Dynamic memory allocation

Hi,

I am trying to process line by line of a file. But I should not be allocating static allocation for reading the contents of the file. The memory should be dynamically allocated. The confusion here is how do I determine the size of each line, put it into a buffer with the memory allocated with the size of the line?

Is there any optimised way to do this?

Thanks,
Anitha

size of a line means its length right??

Yes, the length of each line.

Suppose I have a file with the lines:
Today is tuesday.
Tomorrow is Wednesday.

I have to find the length of the first line which I can do by character by character reading till I reach a '\n' with a count of the number of characters but then I have to go back to the beginning of the line again to read the contents of the line and put in the buffer which is allocated the number I obtained by the first level of counting.

Why dont you construct a buffer of some size say 1024. Initialize the buffer contents with 0. As you read each character put that character into the buffer. Once the line is done, you have the length as well as the contents. Create your new memory with that length and do a memcpy (destination, source, length) to copy the contents.

this wont work for lines that are greater than size 1024

instead, parse through the line and then do a dynamic allocation and copy the contents, free that.

But throughput will suffer here as memory is allocated and deallocated each time for parsing a line. Instead of a big buffer size like 1KB or 2 KB ask Vino suggested can be safely used.

Maybe this will help?

Any compelling reason to go for a dynamic solution??
A static solution may not be optimized but a dynamic solution would be expensive in terms of mp units.

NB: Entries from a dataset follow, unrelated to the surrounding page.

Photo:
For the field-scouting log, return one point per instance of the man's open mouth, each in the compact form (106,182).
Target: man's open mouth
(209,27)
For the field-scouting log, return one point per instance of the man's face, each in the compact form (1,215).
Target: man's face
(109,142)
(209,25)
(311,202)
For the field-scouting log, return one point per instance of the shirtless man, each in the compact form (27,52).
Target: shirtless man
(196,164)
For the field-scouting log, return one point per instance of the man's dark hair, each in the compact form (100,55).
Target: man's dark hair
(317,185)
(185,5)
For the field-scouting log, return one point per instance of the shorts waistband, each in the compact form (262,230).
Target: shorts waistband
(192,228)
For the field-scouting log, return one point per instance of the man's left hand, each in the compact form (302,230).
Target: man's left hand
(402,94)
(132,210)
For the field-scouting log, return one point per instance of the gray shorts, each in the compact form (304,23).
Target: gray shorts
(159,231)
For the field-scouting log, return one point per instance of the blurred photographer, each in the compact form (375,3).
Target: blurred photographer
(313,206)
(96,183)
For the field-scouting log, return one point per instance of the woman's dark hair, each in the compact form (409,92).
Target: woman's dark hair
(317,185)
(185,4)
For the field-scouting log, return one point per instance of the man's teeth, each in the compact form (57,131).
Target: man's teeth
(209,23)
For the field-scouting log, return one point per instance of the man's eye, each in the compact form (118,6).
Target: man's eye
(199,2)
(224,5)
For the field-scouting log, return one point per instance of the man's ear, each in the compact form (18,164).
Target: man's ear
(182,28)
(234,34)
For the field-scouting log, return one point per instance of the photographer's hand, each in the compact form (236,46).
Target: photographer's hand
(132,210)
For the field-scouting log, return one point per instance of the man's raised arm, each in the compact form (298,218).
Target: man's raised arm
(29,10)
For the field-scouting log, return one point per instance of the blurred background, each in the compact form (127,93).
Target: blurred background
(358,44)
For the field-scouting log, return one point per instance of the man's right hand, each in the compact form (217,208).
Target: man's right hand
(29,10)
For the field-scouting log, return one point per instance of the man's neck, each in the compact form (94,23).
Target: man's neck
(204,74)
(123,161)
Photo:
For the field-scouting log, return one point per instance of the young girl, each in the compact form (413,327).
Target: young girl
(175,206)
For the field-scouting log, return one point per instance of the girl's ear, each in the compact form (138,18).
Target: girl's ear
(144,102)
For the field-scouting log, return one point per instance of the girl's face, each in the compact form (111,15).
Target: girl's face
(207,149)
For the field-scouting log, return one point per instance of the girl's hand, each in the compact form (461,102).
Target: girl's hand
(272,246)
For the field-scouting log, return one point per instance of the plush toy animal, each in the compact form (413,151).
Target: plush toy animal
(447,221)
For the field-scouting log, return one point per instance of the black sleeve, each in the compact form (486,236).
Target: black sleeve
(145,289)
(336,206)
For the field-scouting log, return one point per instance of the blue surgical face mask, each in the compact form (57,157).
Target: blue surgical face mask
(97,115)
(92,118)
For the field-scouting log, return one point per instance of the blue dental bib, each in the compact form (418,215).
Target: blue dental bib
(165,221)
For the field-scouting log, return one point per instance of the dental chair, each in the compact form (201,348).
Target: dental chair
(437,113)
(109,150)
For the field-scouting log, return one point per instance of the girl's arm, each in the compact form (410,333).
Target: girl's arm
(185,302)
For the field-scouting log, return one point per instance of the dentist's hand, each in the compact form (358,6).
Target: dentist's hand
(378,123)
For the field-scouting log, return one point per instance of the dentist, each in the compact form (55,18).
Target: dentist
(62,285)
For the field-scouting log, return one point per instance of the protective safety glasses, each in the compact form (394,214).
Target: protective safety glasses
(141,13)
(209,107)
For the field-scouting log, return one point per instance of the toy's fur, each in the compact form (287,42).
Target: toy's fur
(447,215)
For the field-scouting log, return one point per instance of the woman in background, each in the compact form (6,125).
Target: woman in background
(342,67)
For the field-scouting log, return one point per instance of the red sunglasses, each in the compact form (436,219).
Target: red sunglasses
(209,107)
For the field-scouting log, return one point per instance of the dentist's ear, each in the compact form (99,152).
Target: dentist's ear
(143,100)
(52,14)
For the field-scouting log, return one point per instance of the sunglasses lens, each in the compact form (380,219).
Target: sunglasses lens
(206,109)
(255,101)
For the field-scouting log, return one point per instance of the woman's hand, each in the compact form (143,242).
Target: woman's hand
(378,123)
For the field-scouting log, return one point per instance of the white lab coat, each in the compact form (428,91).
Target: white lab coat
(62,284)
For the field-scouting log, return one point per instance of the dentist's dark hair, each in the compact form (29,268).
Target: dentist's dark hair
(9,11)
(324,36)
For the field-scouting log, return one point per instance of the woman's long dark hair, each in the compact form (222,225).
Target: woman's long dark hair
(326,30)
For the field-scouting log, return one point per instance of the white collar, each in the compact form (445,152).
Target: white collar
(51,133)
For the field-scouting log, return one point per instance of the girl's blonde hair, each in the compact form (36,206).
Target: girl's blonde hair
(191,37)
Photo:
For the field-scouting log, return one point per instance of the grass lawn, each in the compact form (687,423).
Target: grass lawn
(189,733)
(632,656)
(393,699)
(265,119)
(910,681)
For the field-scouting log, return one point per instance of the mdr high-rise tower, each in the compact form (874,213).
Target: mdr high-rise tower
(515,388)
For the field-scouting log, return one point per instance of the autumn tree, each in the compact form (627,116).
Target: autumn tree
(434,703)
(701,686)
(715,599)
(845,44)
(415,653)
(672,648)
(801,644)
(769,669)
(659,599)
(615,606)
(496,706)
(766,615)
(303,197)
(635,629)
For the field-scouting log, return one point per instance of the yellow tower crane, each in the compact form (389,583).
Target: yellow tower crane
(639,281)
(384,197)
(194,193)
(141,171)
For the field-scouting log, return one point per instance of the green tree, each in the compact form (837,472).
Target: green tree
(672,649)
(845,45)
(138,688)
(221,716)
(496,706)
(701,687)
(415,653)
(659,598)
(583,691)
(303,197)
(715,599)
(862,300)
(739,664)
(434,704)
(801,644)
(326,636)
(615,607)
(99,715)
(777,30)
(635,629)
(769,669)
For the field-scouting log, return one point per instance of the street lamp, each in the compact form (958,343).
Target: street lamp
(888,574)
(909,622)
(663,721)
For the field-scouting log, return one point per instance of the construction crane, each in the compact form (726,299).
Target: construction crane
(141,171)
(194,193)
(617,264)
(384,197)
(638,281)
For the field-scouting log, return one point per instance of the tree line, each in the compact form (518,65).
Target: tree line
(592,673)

This is one of those problems that I've always enjoyed because most of the text processing utilities we use have statically defined or user defined limits in moving parts. (Think gawk, perl, etc...).
The Heathfield link is as good an interface as I've seen.
A quick (and easily broken) data structure and some logic for working with the idea.



typedef struct _line {
int len;
long lineno;
char *record;
struct _line *prv;
} LINE;

LINE *newallocline(int l, long rno, char *data, LINE *prv) {
LINE *new = NULL;

                    if ( (new = malloc(sizeof(new))) == NULL) {return NULL;}
                    new->record = malloc(l * sizeof(char));
                    if (new->record == NULL) {free(new); new = NULL; return NULL;}
                    strncpy(new->record,data,l);
                    new->lineno = rno;
                    new->prv = prv;
                    return new;
}                    
                                      
/*pseudo code
*prv = NULL;
* while (gets input into absurdly static large_buffer (500000 characters) for line)
        if ( (cnew = newallocline(strlen(large_buffer),cnt++,large_buffer,prv)) == NULL) {error();}
        prv = cnew;
}
*/

I have a programming test where it is mandatory that only dynamic allocation should be done for any file manipulations.

Is it some kind of classwork problem ?

Rules for these UNIX forums:

  • Don't ask about homework
  • Don't ask about homework
  • Don't ask about homework

Nonetheless, this is a really important question that should be answered, because, by golly, I was working on it today.

Actually, my problem is slightly different. I'm augmenting a shared-library routine which parses the command-line arguments. My task is to pass those arguments to sprintf(). How do I make sure:

  1. I have enough space allocated for all the arguments?
  2. I don't write past the end of memory?
  3. I don't run out of memory

Imagine a directory with 10,000 files in it. (This happens quite a lot in Bioinformatics and cluster computing). Then I do a "echo *". Let's say I'm augmenting the command "echo". I have to make sure it can handle 10,000 arguments, which means dynamically allocating a very long string.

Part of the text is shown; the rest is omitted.